In the weeks following our move to the new house, various neighbors come by to greet us. Mrs. McConnell, our other next-door neighbor, tells us that she is available for late-night babysitting. She is approximately 94-years-old.
“I’m lucky if I get three or four hours of sleep per night,” she explains. “So if you go into labor in the middle of the night and you need someone to watch the little one, I’d be happy to.”
“Wow, thank you,” I reply graciously. I do not intend to take her up on her offer, given her advanced age and the fact that we met twelve seconds ago, but what a neighborly thing to say.
After I meet another neighbor across the street, she drops by that very afternoon to present me with a gorgeous bouquet of flowers and a warm welcome note. The flowers, in cheerful shades of pink, purple, and yellow, last nearly two weeks in our ugly blue kitchen.
The neighbor who lives behind us, whose name I cannot recall but whose dog’s name is “Eddie,” stops outside our house one afternoon so Minnow can pet the dog and smother him with hugs.
“We moved to the village about thirty years ago, when we were about your age,” he says. “Once you move here, you don’t leave.” He says that last part in an almost Stepford-ish way, and I can’t decide whether I am comforted or minorly disturbed by his words. I mean, we moved to Long Island, not joined a cult. Right?
Then there is the party. Last week as my husband is tending to our vegetable garden, a neighbor from down the block, whom we hadn’t yet met, hands my husband an invitation to a party she and her husband are throwing to welcome all the newcomers on the block. We feel obligated to go, so that Friday night we nervously process to her house, where about forty other neighbors have gathered, with hors d’oeuvres and cocktails in hand to, in one neighbor’s words, “initiate us.”
It is one of the most splendid summer parties I’ve ever attended. Every neighbor we meet is down-to-earth and intent on making us feel welcome in our new town. I discover that around here, friendliness isn’t an anomaly; it’s a lifestyle. Neighbors are, for better or worse, genuinely interested in one another’s lives. If, God forbid, tragedy were to ever strike our block and the local news came to interview some of the neighbors, you would never hear someone say, “We didn’t really know the family. They kept to themselves.”

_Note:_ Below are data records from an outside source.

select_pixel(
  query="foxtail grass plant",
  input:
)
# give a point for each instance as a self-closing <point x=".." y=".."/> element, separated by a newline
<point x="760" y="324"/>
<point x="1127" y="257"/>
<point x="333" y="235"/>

One afternoon I am chit-chatting with my neighbor across the street- the one who gave Minnow the scooter- when her next-door-neighbor exits her house and approaches us.
“Have you met the new neighbor?” the woman with whom I’m chatting asks.

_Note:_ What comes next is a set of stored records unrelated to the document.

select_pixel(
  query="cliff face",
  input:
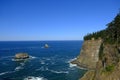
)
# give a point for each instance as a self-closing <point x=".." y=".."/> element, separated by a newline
<point x="89" y="54"/>
<point x="106" y="69"/>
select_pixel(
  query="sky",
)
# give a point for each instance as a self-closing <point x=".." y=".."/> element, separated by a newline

I don’t answer because I assume she is talking to her next-door-neighbor, who has joined us on the sidewalk.
“C, have you met the new neighbor?” she asks again.
“What are you talking about?” I respond. “I’m the new neighbor.”
“No! This is Kristy. She and her family are from Mississippi and just moved in on Saturday. She’s even newer than you.”
“I just can’t get over how nice everyone is around here!” Kristy drawls. “Down South New Yorkers get a bad rap, but we are so impressed with everyone’s hospitality.”
As she continues I wonder whether we- no longer the new family on the block- ought to bake Kristy and her kids a batch of cookies.